Mitochondrien: Dreh- und Angelpunkt unserer Jugendlichkeit

Sind Mikronährstoffe ein Jungbrunnen für unsere Zellen?

Ein älteres Ehepaar sitzt auf einer Couch
Die Gesundheit der Mitochondrien kann darüber entscheiden, wie gesund man altert. Unterstützen Sie sie deshalb mit Mikronährstoffen. Bild: Ridofranz/iStock/Getty Images Plus

Mitochondrien – Kraftwerke unserer Zellen

Mitochondrien sind die Kraftwerke der Zellen. In ihnen wird ein Großteil der Energie produziert, die unser Körper benötigt. In einem mehrstufigen Prozess produzieren die Mitochondrien aus Zucker und Fetten zusammen mit Sauerstoff die universelle Energieform „Adenosintriphosphat“ (ATP).
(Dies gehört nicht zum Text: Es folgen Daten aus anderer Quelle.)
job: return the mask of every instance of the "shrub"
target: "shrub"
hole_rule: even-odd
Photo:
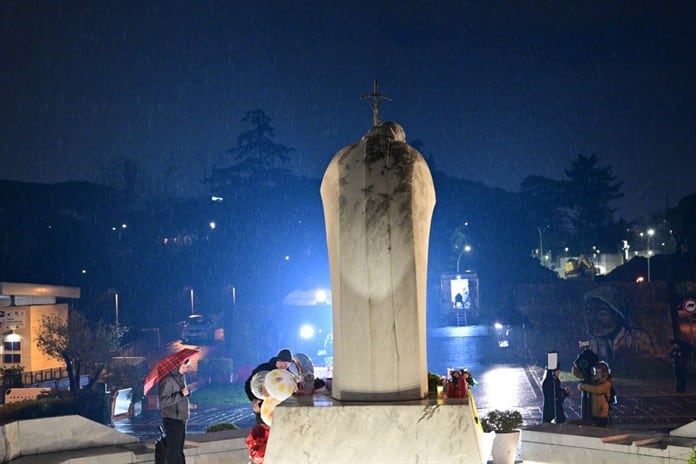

Das ist die Grundlage für alle energieverbrauchenden Vorgänge. Gewebe, die viel Energie benötigen, sind daher mit besonders vielen Mitochondrien in einer Zelle ausgestattet – so zum Beispiel das Gehirn und die Muskeln.

Mitochondrien besitzen ihr eigenes Erbgut. Das macht sie einzigartig unter den Zellbestandteilen. Gleichzeitig macht es sie aber auch anfälliger für Fehlfunktionen und Veränderungen im Erbgut (Mutationen) durch oxidativen Stress. Deshalb können sie zum Dreh- und Angelpunkt unserer Gesundheit im Alter werden. Das heißt, sie sind an Alterungsprozessen beteiligt.

Was beeinflusst das Altern?

Alterung ist ein unausweichlicher Prozess: Allmählich verschlechtern sich unsere Körperfunktionen. Jedoch scheinen manche Menschen schneller zu altern als andere. Viele Umstände beeinflussen, wie gesund wir alt werden. Hierbei ist ein ausgeglichener Lebensstil entscheidend. Aber auch unsere Gene spielen eine große Rolle. Zudem können verschiedene Krankheiten uns vorzeitig altern lassen. Mit dem Alter selbst steigt das Risiko für altersbedingte Erkrankungen wie Alzheimer.

Doch wieso altern wir und was geschieht dabei im Körper? Mit diesen Fragen beschäftigen sich viele Forscher. Sie haben bereits zahlreiche Theorien entwickelt. Auch die Mitochondrien stehen im Fokus der Alterungsforschung.

Was geschieht in den Mitochondrien, wenn wir alt werden?

Mitochondrien sind nicht nur der Hauptproduzent von Energie, sondern auch von freien Radikalen (reaktive Sauerstoffspezies). Diese entstehen natürlicherweise als „Abfallprodukt“ bei der Energiegewinnung und können die Zellen sowie ihre Bestandteile schädigen – speziell die Mitochondrien selbst. Insbesondere das Erbgut der Mitochondrien kann sich schlecht vor freien Radikalen schützen. Fehler im Erbgut sind die Folge. Im Laufe des Lebens häufen sich diese dann an und stören die Funktion der Mitochondrien. Das besagt eine gängige Theorie.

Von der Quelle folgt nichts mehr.